Кира Демьяновна рассмеялась до слез.

— Никогда еще такого жадного парня не видела… Поверите, он все наши планы спутал. Как только мы открыли столовую, Самсон Павлович предложил отпускать хлеб бесплатно. Все шло хорошо, пока про это не проведал Маторин и стал истреблять даровой хлеб в ужасных количествах. Теперь думаем хлеб выдавать за плату. Видите, как он дело понял: меня объявил секретаршей и намекает в заявлении, что мы тут шуры-муры заводим. Ну, для такого-то дела я старовата…

— Как сказать, — возразил ей Самсон Павлович, все еще не выпускавший из рук большой алюминиевой кастрюли. — Я приглядываюсь к вам, Кира Демьяновна, и не могу с вами согласиться. По крайней мере, еще погуляю на вашей свадьбе.

— Не иначе как сами замуж возьмете, больше тут для меня женихов нет…

Она ушла, посмеиваясь, и тем временем Самсон Павлович сам стал накрывать стол для обеда.

— А вы со мной не закусите? — спросил Надеждин, помешивая ложкой наваристый, вкусно пахнущий борщ.

— Вот у меня действительно аппетит пропал за последнее время, — жалобно сказал Самсон Павлович. — Уж я ли не любил поесть раньше! А теперь за целый день от одних этих запахов сыт становишься… Только и поешь, если Кира Демьяновна под вечер чем-нибудь остреньким угостит…

Как видно, Кира Демьяновна с каждым днем занимала все большее место в его жизни, и наблюдательный Надеждин не преминул обратить на это внимание.

Тем временем в столовой появились ребята из бригады Буркова.
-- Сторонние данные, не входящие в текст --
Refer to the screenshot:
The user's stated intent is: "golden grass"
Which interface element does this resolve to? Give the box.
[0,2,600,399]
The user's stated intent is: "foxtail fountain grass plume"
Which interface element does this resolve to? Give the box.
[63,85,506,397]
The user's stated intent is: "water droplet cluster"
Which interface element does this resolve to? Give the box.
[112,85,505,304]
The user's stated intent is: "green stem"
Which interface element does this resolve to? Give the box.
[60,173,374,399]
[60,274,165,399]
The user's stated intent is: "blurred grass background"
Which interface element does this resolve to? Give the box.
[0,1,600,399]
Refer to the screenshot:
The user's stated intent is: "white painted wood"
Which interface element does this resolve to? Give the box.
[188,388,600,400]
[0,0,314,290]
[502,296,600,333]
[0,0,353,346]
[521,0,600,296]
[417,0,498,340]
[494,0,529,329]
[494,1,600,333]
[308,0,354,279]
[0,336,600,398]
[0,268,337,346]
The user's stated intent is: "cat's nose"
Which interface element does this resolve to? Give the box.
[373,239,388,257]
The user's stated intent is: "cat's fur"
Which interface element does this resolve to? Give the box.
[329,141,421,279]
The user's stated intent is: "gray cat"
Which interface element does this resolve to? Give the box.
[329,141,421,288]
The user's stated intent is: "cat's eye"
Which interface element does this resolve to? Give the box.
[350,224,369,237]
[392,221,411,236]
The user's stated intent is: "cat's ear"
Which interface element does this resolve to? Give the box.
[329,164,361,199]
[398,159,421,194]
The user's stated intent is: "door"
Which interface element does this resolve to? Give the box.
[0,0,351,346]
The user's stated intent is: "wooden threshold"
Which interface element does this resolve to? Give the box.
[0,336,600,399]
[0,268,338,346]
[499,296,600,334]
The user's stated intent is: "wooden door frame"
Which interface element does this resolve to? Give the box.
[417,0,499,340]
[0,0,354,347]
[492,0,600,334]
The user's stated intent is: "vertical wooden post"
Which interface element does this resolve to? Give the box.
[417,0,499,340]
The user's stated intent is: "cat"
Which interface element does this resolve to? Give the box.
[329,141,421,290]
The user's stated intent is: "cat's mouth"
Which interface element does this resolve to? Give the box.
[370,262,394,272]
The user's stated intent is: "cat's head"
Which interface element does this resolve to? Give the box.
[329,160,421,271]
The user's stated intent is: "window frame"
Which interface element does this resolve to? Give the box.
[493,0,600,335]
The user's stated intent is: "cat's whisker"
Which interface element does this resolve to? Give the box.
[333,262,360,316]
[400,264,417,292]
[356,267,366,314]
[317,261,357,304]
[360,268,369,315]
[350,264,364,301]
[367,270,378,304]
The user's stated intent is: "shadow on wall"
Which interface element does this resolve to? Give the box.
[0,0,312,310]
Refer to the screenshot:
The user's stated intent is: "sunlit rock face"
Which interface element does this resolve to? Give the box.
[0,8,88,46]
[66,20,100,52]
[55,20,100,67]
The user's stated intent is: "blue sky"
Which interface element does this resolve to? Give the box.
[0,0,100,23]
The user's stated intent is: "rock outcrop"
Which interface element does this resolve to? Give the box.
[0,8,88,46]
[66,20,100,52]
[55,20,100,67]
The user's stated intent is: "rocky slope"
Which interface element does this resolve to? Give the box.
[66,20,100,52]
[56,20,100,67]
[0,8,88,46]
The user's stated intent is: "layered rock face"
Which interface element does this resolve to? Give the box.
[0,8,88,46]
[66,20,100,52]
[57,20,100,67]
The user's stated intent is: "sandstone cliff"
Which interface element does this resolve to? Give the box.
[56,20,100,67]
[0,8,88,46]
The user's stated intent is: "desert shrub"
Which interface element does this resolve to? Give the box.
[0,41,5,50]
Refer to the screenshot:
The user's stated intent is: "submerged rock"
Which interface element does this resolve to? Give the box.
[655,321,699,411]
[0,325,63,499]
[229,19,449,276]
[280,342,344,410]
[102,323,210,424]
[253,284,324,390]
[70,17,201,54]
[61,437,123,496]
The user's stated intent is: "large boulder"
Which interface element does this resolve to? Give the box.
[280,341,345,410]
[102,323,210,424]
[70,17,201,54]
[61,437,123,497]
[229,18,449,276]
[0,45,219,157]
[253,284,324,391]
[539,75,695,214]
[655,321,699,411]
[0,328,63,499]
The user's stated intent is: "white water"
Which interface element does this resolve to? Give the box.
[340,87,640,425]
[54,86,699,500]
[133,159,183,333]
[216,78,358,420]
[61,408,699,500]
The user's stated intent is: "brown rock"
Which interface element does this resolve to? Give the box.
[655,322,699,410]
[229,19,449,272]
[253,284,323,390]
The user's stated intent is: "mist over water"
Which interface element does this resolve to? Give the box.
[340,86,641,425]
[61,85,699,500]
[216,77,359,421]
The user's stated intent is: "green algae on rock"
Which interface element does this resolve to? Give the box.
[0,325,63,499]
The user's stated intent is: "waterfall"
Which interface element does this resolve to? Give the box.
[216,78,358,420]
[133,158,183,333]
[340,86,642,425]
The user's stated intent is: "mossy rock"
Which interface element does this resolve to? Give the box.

Они немного раньше пришли сегодня, чем обычно, — опять простаивала сборка из-за подачи бракованных моторов.

Бурков, Степан Игнатьев, Поталин, Пашка Костромитинов и Любезнов пришли все вместе и расселись за большим столом возле окна.

Заказав обед, все вместе пошли они мыть руки в умывальную, и оттуда сразу же донеслись их веселые голоса, — сегодня выяснили наконец, кто оставляет на полотенце отпечаток своей грязной пятерни, и Бурков долго отчитывал Пашку Костромитинова за то, что тот подводит бригаду.